NAPF 2015: The question of whether and how default funds are delivering value for money received more than one answer in a panel session at the National Association of Pension Funds annual conference.

In a panel session today, Lynne Rawcliffe, UK scheme pension manager at chemical manufacturing company BASF, said even though the £230m defined contribution scheme’s default fund was the most expensive of the range of funds on offer, she considered it good value for money.

The scheme’s Moderate Guaranteed Income LifePlan is a typical lifestyle fund that targets an annuity at age 65. It is invested half in equities and half in diversified growth assets, up until five years before retirement.

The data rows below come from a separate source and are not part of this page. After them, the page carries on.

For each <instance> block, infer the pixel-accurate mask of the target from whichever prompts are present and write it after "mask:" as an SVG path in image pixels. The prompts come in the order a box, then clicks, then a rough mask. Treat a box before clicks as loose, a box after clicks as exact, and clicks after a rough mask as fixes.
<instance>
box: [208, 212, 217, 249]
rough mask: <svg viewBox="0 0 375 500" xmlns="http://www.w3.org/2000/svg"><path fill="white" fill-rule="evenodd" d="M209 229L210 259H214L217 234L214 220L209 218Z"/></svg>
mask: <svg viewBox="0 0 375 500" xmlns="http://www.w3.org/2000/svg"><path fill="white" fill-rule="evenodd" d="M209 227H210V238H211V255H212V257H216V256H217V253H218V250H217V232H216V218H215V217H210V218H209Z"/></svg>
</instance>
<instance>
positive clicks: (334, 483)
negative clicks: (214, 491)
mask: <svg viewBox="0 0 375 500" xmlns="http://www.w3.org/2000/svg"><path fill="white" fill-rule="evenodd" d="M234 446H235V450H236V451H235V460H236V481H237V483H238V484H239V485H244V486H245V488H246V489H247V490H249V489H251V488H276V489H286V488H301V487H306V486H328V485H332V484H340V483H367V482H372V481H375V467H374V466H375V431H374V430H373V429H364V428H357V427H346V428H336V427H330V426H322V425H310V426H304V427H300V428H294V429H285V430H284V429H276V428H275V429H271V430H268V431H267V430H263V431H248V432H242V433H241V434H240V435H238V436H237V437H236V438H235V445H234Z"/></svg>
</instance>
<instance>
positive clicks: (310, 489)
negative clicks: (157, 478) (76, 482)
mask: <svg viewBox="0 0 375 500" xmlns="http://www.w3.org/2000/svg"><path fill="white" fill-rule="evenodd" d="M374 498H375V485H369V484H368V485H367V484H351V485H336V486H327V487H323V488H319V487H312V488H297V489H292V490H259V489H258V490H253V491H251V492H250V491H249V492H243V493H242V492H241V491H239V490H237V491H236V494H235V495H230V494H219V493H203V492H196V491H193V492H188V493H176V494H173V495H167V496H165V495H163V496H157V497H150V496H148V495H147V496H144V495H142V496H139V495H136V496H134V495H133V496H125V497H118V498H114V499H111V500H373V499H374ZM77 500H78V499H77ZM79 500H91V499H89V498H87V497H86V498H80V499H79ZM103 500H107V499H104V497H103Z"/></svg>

BASF's decision to go with this kind of fund was based on the question, “Is it for members who won’t engage or the best option for the majority” – ultimately deciding it was for the disengaged members, as the member base is very diverse.

'What is members’ perspective?', is our biggest question

Lynne Rawcliffe, BASF UK Group Pension Scheme

There is an advantage in going through an investment platform, Rawcliffe said, as the platform provider shared the scheme’s interest in low investment charges.

“They have an interest in negotiating the lowest charges they can because all of their clients pay the same management charges,” she said.

However, Rawcliffe said the BASF pension team’s biggest question is on member perspective, and the scheme is planning an online questionnaire to collect feedback from active and deferred members.

She said it is considering re-evaluating the current default fund. 

Defaults at the heart of DC success

Tim Banks, managing director of fund provider AllianceBernstein’s pensions strategies group, said investment defaults will define ultimately the success of defined contribution.

“Defining value for money with regard to investment default is as important in defined contribution as defining your own investment beliefs,” he said.

Defining value for money with regard to investment default is as important in defined contribution as defining your own investment beliefs

Tim Banks, AllianceBernstein

Banks said management charges are not always straightforward to understand and trustees had to break down what the charges consisted of within the 0.75 per cent charge cap in order to get and deliver value for money, and questioned whether trustees and members knew the true cost of their default investment strategy.

“In defining value for money and whatever measure you decide to use, you need to understand not just the headline price but how much you spent on each different element,” he said.

Banks asked that investment management should be a ring-fenced "frontline" service: “We’ve got expensive platforms and administration, and cheap investment,” he said.

Agility as valuable as investments

Paul Bannister, chief executive of non-profit mastertrust provider BlueSky, said a big part of value for money is the investment options, but noted there are other factors that can create value for money, including not having shareholders.

Income generated through BlueSky’s activities other than administrating its scheme, such as third-party administration and consultancy, feeds back into the pension scheme and therefore benefits members, said Bannister.

This type of set-up has helped to either reduce or keep annual management charges the same, while ultimately the scheme targets an AMC of 0.5 per cent, “but not for an off-the-shelf lifestyle product”.

Agility is another area where value for money can be achieved. Bannister said the scheme moved 12.5k members and £225m in a single working day, resulting in transition costs of "as low as" 0.1 per cent of member funds.

“The non-profit administration will continue forever because it’s built into the product. The members are the ultimate owners,” he said.